JAKARTA, KOMPAS.com – Dosen Universitas Indonesia (UI) Sri Mardiyati mengajukan gugatan ke Mahkamah Konstitusi (MK) karena Kementerian Pendidikan dan Kebudayaan menolaknya memperoleh gelar guru besar.
Dosen senior di Departemen Matematika Fakultas Matematika Ilmu Pengetahuan Alam (MIPA) itu mengajukan gugatan terhadap Pasal 50 Ayat (4) UU Guru dan Dosen Nomor 14 Tahun 2005 ke MK.
Gugatan itu tercatat dengan perkara Nomor 20/PUU-XIX/2021.
Menurutnya, pasal tersebut membuat haknya untuk mendapatkan gelar sebagai guru besar kandas di tangan pemerintah.
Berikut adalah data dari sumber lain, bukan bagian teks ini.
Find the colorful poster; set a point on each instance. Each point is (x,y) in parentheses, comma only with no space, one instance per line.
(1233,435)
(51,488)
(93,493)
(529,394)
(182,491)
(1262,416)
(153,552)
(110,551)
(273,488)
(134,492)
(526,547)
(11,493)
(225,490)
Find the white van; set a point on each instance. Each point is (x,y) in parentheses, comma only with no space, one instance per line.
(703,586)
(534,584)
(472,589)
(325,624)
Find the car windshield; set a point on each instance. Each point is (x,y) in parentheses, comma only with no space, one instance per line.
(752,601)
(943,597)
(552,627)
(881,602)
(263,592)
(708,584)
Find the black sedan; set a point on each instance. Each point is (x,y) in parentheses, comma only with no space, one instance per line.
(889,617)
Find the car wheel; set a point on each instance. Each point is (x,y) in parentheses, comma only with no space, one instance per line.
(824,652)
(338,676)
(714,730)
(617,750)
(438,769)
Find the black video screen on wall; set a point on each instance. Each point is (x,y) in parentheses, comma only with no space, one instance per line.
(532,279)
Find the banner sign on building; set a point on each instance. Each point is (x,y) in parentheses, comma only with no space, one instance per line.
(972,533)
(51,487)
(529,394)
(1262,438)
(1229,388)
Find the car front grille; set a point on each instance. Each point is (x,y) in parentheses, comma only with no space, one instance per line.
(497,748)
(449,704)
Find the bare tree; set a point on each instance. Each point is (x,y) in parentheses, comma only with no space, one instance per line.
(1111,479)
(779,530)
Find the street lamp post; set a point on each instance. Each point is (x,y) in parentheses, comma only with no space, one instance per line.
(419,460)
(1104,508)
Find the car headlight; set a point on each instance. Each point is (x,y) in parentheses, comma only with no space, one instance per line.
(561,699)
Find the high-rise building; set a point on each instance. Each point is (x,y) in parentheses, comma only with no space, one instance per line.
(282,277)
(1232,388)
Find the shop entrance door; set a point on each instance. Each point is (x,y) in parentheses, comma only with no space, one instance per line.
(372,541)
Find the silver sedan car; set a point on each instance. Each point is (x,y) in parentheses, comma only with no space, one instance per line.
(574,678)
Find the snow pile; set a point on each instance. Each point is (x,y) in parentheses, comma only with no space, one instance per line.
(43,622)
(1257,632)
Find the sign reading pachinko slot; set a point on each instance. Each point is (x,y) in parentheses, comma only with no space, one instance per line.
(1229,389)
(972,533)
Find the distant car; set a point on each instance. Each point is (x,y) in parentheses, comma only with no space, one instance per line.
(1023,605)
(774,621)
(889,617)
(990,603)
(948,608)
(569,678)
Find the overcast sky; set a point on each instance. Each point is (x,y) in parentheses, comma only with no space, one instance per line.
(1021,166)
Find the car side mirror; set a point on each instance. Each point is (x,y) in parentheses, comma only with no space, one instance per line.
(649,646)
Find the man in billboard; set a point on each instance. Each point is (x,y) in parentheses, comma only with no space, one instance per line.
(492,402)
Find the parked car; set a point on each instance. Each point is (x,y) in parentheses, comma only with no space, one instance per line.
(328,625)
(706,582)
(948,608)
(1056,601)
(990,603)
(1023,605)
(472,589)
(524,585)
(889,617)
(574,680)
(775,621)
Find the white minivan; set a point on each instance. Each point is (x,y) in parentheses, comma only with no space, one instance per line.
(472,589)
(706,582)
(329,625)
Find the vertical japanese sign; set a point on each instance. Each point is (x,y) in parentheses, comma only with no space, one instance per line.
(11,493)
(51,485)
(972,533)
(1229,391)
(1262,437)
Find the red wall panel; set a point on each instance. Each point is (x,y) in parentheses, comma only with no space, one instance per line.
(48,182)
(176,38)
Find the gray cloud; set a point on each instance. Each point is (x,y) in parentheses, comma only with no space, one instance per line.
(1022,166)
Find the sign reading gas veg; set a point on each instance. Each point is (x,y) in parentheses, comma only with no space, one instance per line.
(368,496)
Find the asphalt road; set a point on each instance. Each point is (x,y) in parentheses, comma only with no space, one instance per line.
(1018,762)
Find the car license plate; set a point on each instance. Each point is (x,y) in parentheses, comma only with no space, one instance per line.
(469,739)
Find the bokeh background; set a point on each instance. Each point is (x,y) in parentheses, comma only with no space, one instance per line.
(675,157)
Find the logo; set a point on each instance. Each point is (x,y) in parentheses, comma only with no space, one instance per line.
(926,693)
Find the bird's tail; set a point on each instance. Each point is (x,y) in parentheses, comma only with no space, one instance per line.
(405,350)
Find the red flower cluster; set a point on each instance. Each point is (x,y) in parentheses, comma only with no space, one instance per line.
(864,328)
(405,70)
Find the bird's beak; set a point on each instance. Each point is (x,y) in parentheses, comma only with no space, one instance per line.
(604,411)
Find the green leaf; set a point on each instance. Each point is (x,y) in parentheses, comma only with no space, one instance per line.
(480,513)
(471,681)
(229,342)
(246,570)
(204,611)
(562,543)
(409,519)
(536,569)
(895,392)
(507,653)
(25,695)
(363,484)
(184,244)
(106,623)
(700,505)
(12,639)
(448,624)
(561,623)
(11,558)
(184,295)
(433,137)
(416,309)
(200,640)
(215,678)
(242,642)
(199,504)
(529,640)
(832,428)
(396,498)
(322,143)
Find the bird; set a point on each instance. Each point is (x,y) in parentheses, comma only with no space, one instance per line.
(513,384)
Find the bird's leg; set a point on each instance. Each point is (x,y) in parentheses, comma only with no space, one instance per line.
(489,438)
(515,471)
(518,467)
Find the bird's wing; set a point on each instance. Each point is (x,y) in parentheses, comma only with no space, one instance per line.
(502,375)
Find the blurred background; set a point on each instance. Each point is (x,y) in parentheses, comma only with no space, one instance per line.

Saat dihubungi, Sri menegaskan, gugatan yang diajukannya itu merupakan persoalan hak dan kebenaran serta keadilan.
"Saya tegaskan, urusan kenaikan pangkat saya ini adalah urusan hak dan kebenaran serta keadilan, bukan hanya sekadar urusan gelar," kata Sri dalam surat yang diajukan ke MK, dikutip Kompas.com, Kamis (3/2/2022).
Adapun isi Pasal 50 Ayat (4) menyatakan bahwa ketentuan lebih lanjut mengenai seleksi dan pengangkatan serta penetapan jabatan akademik tertentu ditentukan oleh setiap satuan pendidikan tinggi sesuai dengan peraturan perundang-undangan.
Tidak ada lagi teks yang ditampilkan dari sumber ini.